Now I have seen this same problem twice (lockup requiring reboot), when watching HD recording of John From Cinicinnati (off HBO, Sunday nights).
First time happened in the second episode, about 15 minutes in. Rebooted, and skipped past the part where it froze, played remainder of episode fine.
Second time happened in the fourth episode at about 38 minutes in. Rebooted, and tried to skip past the freeze point, but the TiVo froze at the same point. Rebooted again and deleted the show, re-recorded on Monday night and the new recording played fine.

Software is 8.3.1-01-2-648, cloned original internal HD and expanded to Maxtor 'basic' 500GB drive L01F500.

Don't think it's the drive as I have not seen this other than on the two HBO shows.
It did freeze once before, before I had 8.3 software (actually the upgrade was in the drive but not yet rebooted), before I cloned the drive (orignal HDD), but was watching Cinemax HD.


----------



## Bunny (Nov 27, 2004)

Is there any news on this issue? I too have this, primarily with HBO. Funny thing is that it appears that it does not happen when I record HBO. Only when I watch it live, the freezes occur.

Cablevision in NJ


----------



## drcos (Jul 20, 2001)

Bunny, I don't think 'live' has anything to do with it. With TiVo, you are *always* watching a recording.


----------



## Razorbak (Aug 21, 2005)

Add me to the list of TiVo S3 owners that have had the unit freeze during recent Sunday night episodes of John from Cincinnati on HBO HD. The unit also recently froze during a Sunday night episode of Entourage and Flight of the Conchords (also on HBO HD). After re-booting on each instance and fast forwarding to the spot of the freeze, the unit would freeze again at the exact same location. FWIW, I was watching the TiVo Live broadcast, but usually a few minutes behind the most current point on the TiVo recording. My S3 has two Scientific Atlanta cablecards from WideOpenWest, and a recently upgraded HDD.


----------



## bp888 (Sep 28, 2004)

Same problem with HBO on my S3. Happened three times in the last 3 months. One each on episodes of Sopranos, Entourage and John from Cincinnati. Didn't try playing to the same spot where the picture/TiVo froze coz I didn't want to go through the hassle. But just wanted to post here as another data point.

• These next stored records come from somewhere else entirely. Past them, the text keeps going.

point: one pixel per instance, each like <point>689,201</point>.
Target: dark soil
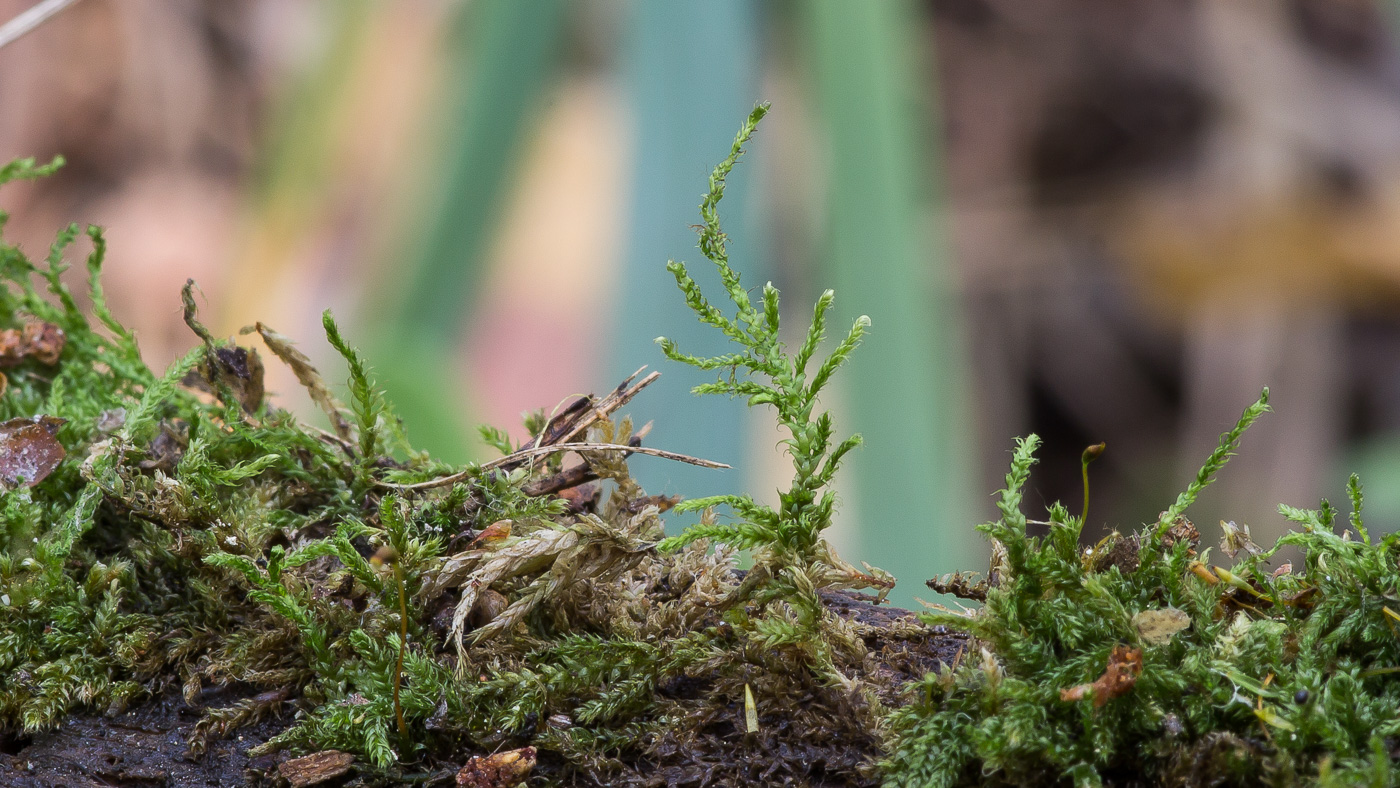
<point>147,746</point>
<point>142,748</point>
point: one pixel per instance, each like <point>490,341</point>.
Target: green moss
<point>1280,678</point>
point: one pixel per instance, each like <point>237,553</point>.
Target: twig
<point>30,18</point>
<point>542,451</point>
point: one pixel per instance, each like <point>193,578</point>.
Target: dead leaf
<point>307,375</point>
<point>492,533</point>
<point>39,340</point>
<point>315,769</point>
<point>1124,666</point>
<point>1159,626</point>
<point>240,368</point>
<point>1180,531</point>
<point>1236,538</point>
<point>500,770</point>
<point>28,449</point>
<point>167,448</point>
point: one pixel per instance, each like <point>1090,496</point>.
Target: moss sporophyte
<point>177,539</point>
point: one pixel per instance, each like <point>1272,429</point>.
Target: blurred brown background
<point>1098,220</point>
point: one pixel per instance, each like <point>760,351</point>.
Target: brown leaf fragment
<point>167,448</point>
<point>307,375</point>
<point>315,769</point>
<point>240,368</point>
<point>30,451</point>
<point>1124,666</point>
<point>963,585</point>
<point>1159,626</point>
<point>1182,531</point>
<point>39,340</point>
<point>500,770</point>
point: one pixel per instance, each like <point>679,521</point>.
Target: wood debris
<point>315,769</point>
<point>500,770</point>
<point>1124,666</point>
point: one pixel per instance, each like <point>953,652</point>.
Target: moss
<point>408,612</point>
<point>1162,668</point>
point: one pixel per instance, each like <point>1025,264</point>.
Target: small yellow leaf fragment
<point>1159,626</point>
<point>1273,718</point>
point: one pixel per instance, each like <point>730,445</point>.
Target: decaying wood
<point>315,769</point>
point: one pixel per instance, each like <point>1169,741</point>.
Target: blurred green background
<point>1095,221</point>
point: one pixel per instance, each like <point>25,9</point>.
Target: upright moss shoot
<point>790,557</point>
<point>1141,662</point>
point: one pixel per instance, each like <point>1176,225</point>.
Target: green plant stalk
<point>403,644</point>
<point>1089,455</point>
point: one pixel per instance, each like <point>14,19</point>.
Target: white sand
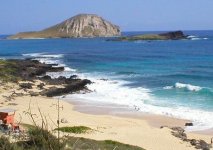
<point>134,131</point>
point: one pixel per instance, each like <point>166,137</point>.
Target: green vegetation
<point>75,129</point>
<point>40,139</point>
<point>85,144</point>
<point>8,70</point>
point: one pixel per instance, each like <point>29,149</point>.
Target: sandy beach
<point>141,130</point>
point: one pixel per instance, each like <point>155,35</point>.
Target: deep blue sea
<point>173,78</point>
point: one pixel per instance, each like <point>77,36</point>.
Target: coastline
<point>96,108</point>
<point>126,129</point>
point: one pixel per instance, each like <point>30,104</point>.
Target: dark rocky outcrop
<point>176,35</point>
<point>74,86</point>
<point>83,25</point>
<point>26,85</point>
<point>30,70</point>
<point>198,144</point>
<point>189,124</point>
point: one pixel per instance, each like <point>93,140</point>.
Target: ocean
<point>172,78</point>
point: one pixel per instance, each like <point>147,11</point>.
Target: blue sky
<point>130,15</point>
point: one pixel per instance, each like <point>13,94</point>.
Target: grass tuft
<point>75,129</point>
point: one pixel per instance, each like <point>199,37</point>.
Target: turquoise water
<point>173,78</point>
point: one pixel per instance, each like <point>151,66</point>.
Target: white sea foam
<point>187,87</point>
<point>43,55</point>
<point>116,91</point>
<point>110,90</point>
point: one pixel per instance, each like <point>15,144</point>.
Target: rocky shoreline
<point>26,72</point>
<point>174,35</point>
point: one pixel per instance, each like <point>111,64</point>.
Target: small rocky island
<point>82,25</point>
<point>176,35</point>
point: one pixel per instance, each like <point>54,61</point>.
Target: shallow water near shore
<point>172,78</point>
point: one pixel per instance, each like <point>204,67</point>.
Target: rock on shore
<point>175,35</point>
<point>83,25</point>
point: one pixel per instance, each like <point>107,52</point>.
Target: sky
<point>130,15</point>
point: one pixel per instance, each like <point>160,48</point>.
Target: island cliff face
<point>83,25</point>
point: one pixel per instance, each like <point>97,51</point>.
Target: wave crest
<point>187,87</point>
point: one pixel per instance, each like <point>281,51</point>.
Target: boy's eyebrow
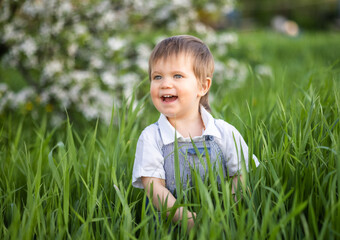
<point>173,72</point>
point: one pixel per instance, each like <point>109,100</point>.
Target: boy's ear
<point>205,86</point>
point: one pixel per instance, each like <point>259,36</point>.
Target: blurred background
<point>85,57</point>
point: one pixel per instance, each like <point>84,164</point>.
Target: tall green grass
<point>67,182</point>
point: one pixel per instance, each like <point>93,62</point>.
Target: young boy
<point>180,71</point>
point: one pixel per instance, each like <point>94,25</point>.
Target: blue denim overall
<point>189,161</point>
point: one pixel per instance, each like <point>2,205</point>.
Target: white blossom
<point>52,67</point>
<point>29,47</point>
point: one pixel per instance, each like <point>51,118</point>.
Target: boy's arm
<point>161,192</point>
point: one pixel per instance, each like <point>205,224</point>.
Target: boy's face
<point>175,90</point>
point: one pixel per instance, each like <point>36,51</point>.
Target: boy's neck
<point>192,127</point>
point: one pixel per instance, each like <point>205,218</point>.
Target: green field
<point>58,183</point>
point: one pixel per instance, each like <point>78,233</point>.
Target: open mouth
<point>169,98</point>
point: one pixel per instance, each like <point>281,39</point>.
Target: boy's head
<point>191,47</point>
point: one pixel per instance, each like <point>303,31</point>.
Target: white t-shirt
<point>149,160</point>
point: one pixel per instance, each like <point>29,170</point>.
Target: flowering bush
<point>84,56</point>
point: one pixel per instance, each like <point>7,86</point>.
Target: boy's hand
<point>191,222</point>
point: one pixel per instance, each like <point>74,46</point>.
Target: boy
<point>180,71</point>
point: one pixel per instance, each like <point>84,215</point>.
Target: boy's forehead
<point>172,57</point>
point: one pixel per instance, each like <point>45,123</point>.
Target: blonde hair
<point>203,61</point>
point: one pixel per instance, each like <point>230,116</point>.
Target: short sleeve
<point>148,158</point>
<point>237,151</point>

Has anybody gotten any feedback from TiVo on why this is happening?


----------



## PPC1 (Sep 16, 2006)

I called TiVo. The customer service rep told me to unplug it and force a re-boot. I was skeptical, as my S3 had already re-booted itself mutliple times. That being said, since I forced the re-boot, the problem seems to have gone away (knock on wood).


----------



## drcos (Jul 20, 2001)

PPC1 said:


> I called TiVo. The customer service rep told me to unplug it and force a re-boot. I was skeptical, as my S3 had already re-booted itsef mutliple times. That being said, since I forced the re-boot, the problem seems to have gone away (knock on wood).


How is this a 'solution?' You have to re-boot the box to get rid of the freeze in the first place!


----------



## rtmoore4 (May 12, 2005)

PPC1 said:


> I don't know if this related to what everyone else is observing, but recently, I have been getting some slight pixelation/blocking that is causing my S3 to simply freeze. It will remain locked like that for several minutes. Fast forwarding (or skip or rewind, for that matter) will cause the TiVo to make the audio signal that it registered the command, but the image will remain locked. After about a minute or two, the image will re-draw, and it will remain locked. It will do that for a while until it gets past a certain point of the program, and then it will resume "normal" playback. Pushing the TiVo button will similarly trigger the audio signal, but the TiVo will hang for a long period before it gets to the home screen. Telling it to resume drops the program back into the same spot, where it freezes again. This happens on both live and recorded shows, and on multiple channels.
> 
> Anyone else experiencing this?


Yes, only mine is so severe that the TiVo actually reboots itself, and when it comes back up and can't get a good signal/synch, it reboots again. If I pull the cable out of it, the unit works just fine, but the minute I put the cable back in, the box freezes again, even if I'm just navigating menus in the Settings area. I don't understand why the TiVo should ever lockup due to corrupted streams. Talk about a denial of service attack...


----------



## PPC1 (Sep 16, 2006)

drcos said:


> How is this a 'solution?' You have to re-boot the box to get rid of the freeze in the first place!


Well, the re-boot was performed while the TiVo was operating normally. I too was skeptical for the very reason you state-- my TiVo had already rebooted a number of times because it locked up. Again, despite my skepticism, the reboot during normal non-locked operation seems to have alleviated the problem (knock in wood)-- at least for now.

I did get a freeze-up after performing the re-boot while watching a program that I had recorded prior to forcing the re-boot. But on everything recorded after the forced re-boot, I have not had the problem. I had been getting the problem at least four or five times in an hour long program before forcing the re-boot. So the number of freeze ups since performing the forced re-boot has definitely dropped way off. Is there a causal relationship between the re-boot and the decline in freeze-ups? I can't definitively say.


----------



## richsadams (Jan 4, 2003)

For those experiencing the mentioned symptoms it could be due to poor signals - for more on 8.3/signal issues read this thread. The overall conclusion is that v8.3 upgrade caused S3's to become more sensitive to signal issues and toward the end of the thread there are a number of suggested remedies.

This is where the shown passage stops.